Mom and Dad couldn’t be more thrilled with the situation. He’s at Georgia playing football, just like Michail predicted he would be in his fifth-grade English paper. And just like his father set out to make happen in the years before and after that.

“When he was born, I put a football and a book in his crib,” said Michael Carter, who had been working at the prison nearly a decade by then. “I wish I had a picture, but that’s what I did. And they stayed in there. I wanted him to play football and get an education. And that’s what happened.”

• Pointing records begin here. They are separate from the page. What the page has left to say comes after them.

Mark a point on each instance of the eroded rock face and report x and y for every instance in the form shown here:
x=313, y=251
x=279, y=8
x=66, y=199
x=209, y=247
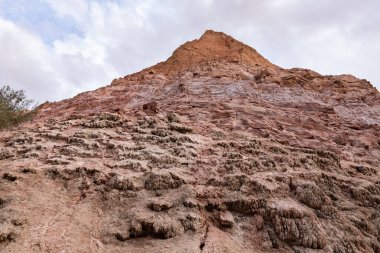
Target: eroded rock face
x=235, y=154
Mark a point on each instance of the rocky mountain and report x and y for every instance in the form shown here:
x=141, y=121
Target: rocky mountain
x=214, y=150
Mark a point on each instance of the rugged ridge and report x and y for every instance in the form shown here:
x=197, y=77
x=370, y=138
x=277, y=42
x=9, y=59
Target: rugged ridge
x=214, y=150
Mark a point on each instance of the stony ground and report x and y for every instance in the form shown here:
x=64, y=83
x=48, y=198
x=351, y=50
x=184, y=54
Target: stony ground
x=224, y=156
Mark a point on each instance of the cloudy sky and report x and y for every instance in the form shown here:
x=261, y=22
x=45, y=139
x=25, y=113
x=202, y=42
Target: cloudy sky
x=54, y=49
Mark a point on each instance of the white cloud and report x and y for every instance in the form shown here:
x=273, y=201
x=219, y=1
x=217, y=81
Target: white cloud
x=76, y=9
x=123, y=36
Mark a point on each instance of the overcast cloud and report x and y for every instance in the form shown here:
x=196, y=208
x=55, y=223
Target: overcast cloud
x=55, y=49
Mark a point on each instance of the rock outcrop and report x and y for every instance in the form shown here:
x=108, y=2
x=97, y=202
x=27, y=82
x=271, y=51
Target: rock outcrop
x=214, y=150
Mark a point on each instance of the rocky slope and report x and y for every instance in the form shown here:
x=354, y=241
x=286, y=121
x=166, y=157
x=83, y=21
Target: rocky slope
x=214, y=150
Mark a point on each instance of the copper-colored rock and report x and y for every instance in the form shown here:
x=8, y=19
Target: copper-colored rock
x=240, y=156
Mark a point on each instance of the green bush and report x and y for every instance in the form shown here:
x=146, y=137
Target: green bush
x=14, y=107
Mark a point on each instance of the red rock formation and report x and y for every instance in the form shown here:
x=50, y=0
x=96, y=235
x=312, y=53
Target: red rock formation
x=214, y=150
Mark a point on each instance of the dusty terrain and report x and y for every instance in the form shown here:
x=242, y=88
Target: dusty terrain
x=214, y=150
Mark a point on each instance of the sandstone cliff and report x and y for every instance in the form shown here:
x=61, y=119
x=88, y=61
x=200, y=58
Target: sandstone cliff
x=214, y=150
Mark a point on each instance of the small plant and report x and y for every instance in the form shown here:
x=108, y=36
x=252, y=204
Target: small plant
x=14, y=107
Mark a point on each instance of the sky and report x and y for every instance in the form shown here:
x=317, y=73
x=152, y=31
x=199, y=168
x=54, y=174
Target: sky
x=55, y=49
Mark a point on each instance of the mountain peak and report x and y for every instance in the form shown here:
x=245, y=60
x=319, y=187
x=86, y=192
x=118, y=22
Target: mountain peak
x=211, y=46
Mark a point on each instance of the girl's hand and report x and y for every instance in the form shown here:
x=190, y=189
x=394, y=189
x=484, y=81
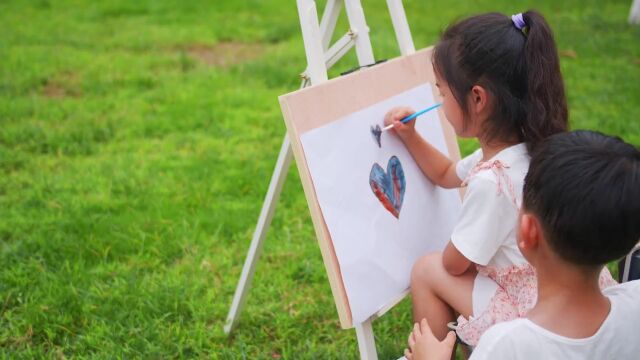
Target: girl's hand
x=424, y=346
x=394, y=116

Said Meatrice Carter: “My emotions are kind of mixed. I’m sad to see him leave him, but I know that he’s turning into a young man. And I know he’s going to do well because it’s in his heart. Michail’s the type of kid who will put 150 percent in it. If there’s something he wants to do, he’ll work it out on his own.”

Just like all those Carters and Barlows and Taylors before him, they figure Michail Carter will do what he set out to do.

Next Generation is a series of profiles on the individuals who have signed on with the Georgia Bulldogs and will join the team this summer.